The 35-year-old signed a two-year, $12 million contract before the 2013 season to address the team's eighth-inning concerns, but was never fully healthy and appeared in only 28 games. If he can fill the setup man role this season it will obviously be a huge boost for the bullpen.

If all continues to go well, he's supposed to pitch off the mound for the first time this spring on Thursday.

"I'm pretty excited about jumping back out there and getting some work in and join the guys back on the field," he said. "I don't think there was one guy in that clubhouse who pulled anything good out of last season. There might have been a couple guys who had pretty good years, but overall as a group we were all pretty disappointed with how the season came out.

"Everybody in here, so far, is loose. You see a different look on their face, the way they carry themselves. The atmosphere seems a lot better than last year and hopefully that carries over to the field and we win a lot of ballgames."

Worth noting

• Left-handed reliever Jake Diekman has such nasty stuff that the Phillies don't let just anybody face him in live batting practice. "We're making a conscious effort to have a group that can be somewhat comfortable. So there's some strategy with the hitting groups," said manager Ryne Sandberg.

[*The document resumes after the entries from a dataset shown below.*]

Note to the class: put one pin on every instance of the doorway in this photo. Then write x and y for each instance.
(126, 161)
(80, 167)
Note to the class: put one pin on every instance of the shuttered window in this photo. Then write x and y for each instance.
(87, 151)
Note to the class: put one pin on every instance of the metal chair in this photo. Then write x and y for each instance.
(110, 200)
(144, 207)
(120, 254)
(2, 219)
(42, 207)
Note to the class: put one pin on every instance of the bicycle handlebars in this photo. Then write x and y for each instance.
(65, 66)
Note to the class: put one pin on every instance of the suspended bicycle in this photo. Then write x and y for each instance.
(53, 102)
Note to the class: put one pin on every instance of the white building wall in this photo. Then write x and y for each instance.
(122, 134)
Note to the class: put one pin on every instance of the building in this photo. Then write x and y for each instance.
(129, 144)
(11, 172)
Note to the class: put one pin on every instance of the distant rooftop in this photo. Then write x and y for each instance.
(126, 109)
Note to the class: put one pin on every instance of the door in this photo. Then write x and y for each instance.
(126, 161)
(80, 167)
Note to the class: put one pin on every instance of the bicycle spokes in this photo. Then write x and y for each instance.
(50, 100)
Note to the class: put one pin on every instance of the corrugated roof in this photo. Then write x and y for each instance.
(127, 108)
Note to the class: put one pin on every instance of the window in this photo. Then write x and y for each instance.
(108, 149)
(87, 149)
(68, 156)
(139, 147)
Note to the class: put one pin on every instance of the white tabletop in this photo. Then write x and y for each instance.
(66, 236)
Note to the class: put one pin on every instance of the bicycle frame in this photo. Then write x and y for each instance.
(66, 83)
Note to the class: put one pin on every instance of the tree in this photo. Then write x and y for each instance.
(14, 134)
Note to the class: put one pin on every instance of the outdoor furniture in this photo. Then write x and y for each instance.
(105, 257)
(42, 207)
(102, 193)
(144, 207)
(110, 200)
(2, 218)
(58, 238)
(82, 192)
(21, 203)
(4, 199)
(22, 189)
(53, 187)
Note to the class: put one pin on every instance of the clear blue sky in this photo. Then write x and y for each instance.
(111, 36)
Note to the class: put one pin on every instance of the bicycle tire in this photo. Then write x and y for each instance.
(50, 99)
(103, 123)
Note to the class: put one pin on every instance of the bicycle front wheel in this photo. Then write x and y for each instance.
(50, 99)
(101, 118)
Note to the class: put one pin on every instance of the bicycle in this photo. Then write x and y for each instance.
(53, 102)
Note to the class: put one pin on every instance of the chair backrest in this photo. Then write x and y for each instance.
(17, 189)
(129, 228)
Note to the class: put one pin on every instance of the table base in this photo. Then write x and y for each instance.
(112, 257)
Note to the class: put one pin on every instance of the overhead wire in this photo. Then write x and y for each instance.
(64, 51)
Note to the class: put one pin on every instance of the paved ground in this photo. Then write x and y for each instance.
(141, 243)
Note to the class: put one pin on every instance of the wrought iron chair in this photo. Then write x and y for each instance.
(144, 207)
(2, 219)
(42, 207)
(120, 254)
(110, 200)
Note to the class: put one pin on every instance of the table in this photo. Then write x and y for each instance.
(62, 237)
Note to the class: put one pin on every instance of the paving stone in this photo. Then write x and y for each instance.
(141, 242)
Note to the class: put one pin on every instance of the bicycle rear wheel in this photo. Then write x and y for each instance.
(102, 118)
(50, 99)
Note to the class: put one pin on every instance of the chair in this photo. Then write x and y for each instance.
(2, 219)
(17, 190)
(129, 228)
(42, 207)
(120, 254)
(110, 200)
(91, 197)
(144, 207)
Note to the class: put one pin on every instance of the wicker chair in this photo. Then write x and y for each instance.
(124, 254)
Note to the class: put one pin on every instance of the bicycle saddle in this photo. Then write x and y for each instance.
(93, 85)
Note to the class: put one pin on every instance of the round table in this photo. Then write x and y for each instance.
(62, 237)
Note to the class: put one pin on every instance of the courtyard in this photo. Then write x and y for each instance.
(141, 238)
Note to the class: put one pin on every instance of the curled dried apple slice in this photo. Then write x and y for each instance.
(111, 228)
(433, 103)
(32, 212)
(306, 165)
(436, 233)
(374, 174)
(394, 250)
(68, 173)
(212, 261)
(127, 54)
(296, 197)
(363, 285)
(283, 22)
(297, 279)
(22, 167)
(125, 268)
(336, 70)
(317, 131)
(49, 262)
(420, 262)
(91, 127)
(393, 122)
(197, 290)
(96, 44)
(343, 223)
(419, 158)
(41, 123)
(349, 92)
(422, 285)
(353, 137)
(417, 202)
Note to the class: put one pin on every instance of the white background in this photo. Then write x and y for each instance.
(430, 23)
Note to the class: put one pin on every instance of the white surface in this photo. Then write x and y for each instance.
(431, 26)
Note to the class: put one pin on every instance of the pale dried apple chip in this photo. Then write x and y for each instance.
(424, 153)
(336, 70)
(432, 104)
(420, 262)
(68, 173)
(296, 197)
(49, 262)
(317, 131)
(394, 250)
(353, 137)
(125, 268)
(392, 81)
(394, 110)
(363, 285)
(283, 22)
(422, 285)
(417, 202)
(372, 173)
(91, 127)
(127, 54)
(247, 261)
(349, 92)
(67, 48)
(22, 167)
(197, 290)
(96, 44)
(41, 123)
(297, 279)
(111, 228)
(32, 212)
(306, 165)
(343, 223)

Sandberg said it's his low release point that can make him difficult to pick up, even for right-handed hitters.

"Just where the ball is coming from. You don't normally see that angle coming in. It's a different arm slot. I've heard some of the guys say you can sort of run out of batter's eye. He's that far out," he said.

• Third baseman Maikel Franco, rated the Phillies No. 2 prospect by MLB.com's Prospect Watch, after batting a combined .320 with 31 homers and 103 RBIs between Class A Advanced Clearwater and Double A Reading last season, has been getting some early work at first base in camp. "We'll see how that pans out, but I want to see him at both positions," said Sandberg.